# Computer wont boot but revs up and down



## endorium (Oct 6, 2013)

Last night my PC worked fine. Closed it down and this morning it wont boot.
I switch it on, the computer gets power but the fans rev up and down and it does not boot.

I thought maybe the power supply but with a new one it does the same.

I tried disconnecting everything and still the same issue.

Any ideas? I find it strange that it worked last night but now wont even boot?

Motherboard is asus P5B and processor is intel Q6600


----------



## Wrench97 (May 10, 2008)

Do you have a Motherboard speaker hooked up?
Do you hear any beeps?

How many ram sticks are you running?
If more then one remove all but the closest to the CPU and try to boot.


----------



## endorium (Oct 6, 2013)

HI

SPeaker is hooked up and no beeps.

I have two sticks of memory.

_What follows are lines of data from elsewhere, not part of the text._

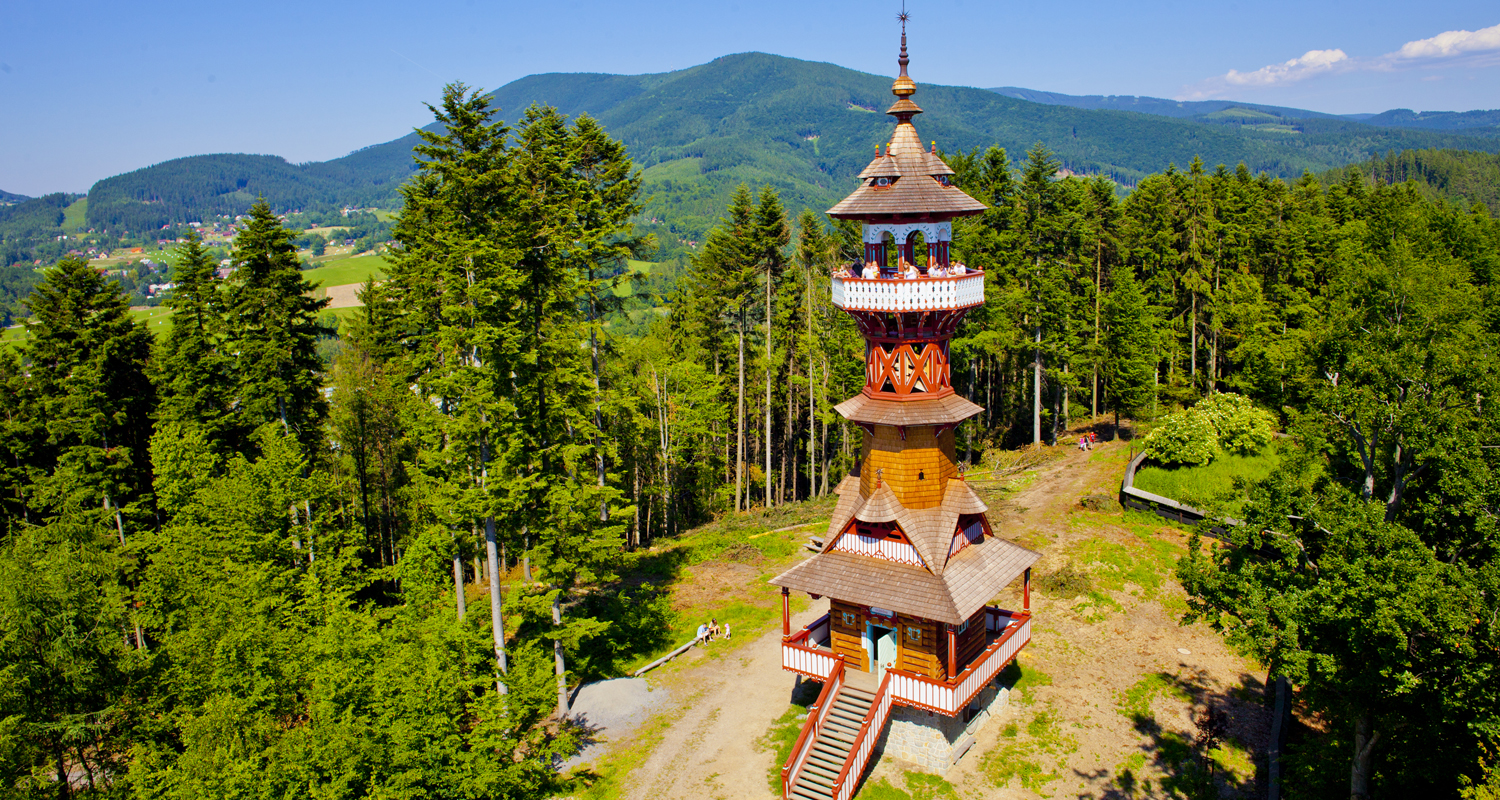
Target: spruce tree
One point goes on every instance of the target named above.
(192, 372)
(89, 392)
(1128, 344)
(453, 281)
(273, 332)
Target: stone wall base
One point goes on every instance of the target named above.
(935, 742)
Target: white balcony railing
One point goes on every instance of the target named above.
(807, 652)
(900, 294)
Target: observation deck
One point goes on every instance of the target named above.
(899, 294)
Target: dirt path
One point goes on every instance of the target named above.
(723, 706)
(1112, 689)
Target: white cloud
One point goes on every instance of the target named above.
(1454, 45)
(1310, 63)
(1451, 44)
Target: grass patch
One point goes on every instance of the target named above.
(918, 787)
(1065, 581)
(1013, 758)
(348, 270)
(1146, 563)
(75, 215)
(606, 782)
(1020, 677)
(782, 736)
(1209, 487)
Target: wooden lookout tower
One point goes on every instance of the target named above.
(909, 562)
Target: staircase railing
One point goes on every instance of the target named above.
(864, 742)
(815, 722)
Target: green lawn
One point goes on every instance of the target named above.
(1212, 484)
(348, 270)
(74, 216)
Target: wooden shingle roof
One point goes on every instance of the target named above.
(947, 410)
(929, 530)
(912, 183)
(974, 575)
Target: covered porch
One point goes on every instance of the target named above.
(809, 652)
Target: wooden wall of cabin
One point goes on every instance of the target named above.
(971, 641)
(848, 638)
(918, 649)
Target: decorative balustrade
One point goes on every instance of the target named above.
(900, 294)
(807, 652)
(950, 697)
(815, 724)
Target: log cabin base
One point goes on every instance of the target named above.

If I leave just one in the same thing happens.

If I remove both sticks of memory and try to boot I do hear some beeps and the fans do not rev up and down.


----------



## Wrench97 (May 10, 2008)

Did you try swapping the 2 sticks and booting?

Try clearing the cmos either using the jumper or by removing the battery.
Unplug the power press and hold the power button several time to remove any residual power move the jumper cap from pins 1 & 2 to pins 2 & 3 wait 10 seconds and move it back, or remove the coin cell battery wait a minute and reinstall, replug and try to boot.


----------



## endorium (Oct 6, 2013)

Tried swapping mem sticks but no better. Also removed battery to reset CMOS but still no luck. 

Any ideas on what it could be?


----------



## Wrench97 (May 10, 2008)

I doubt both ram sticks went at the same time so that leaves power, video or motherboard. Do you have or can you borrow a known good psu or video card to test with?


----------



## endorium (Oct 6, 2013)

Bought a new pus and same issue. Removed video card and the same issue also. If I remove memory reving up and reving down issue does not happen but obviously it does not boot.


----------



## Tyree (May 10, 2009)

If you're getting the no RAM beep code (Repeating - endless loop), when you boot with no RAM, that indicates the Mobo is good.
As unusual as it would be, both RAM sticks may have failed.
Brand/Model of the 2 RAM sticks?


----------



## Wrench97 (May 10, 2008)

The P5B is a P965 chipset with no integrated video, if you removed the card what did you install?


----------



## endorium (Oct 6, 2013)

I removed video card but got same issue. Don't need to boot or see anything to get the issue. 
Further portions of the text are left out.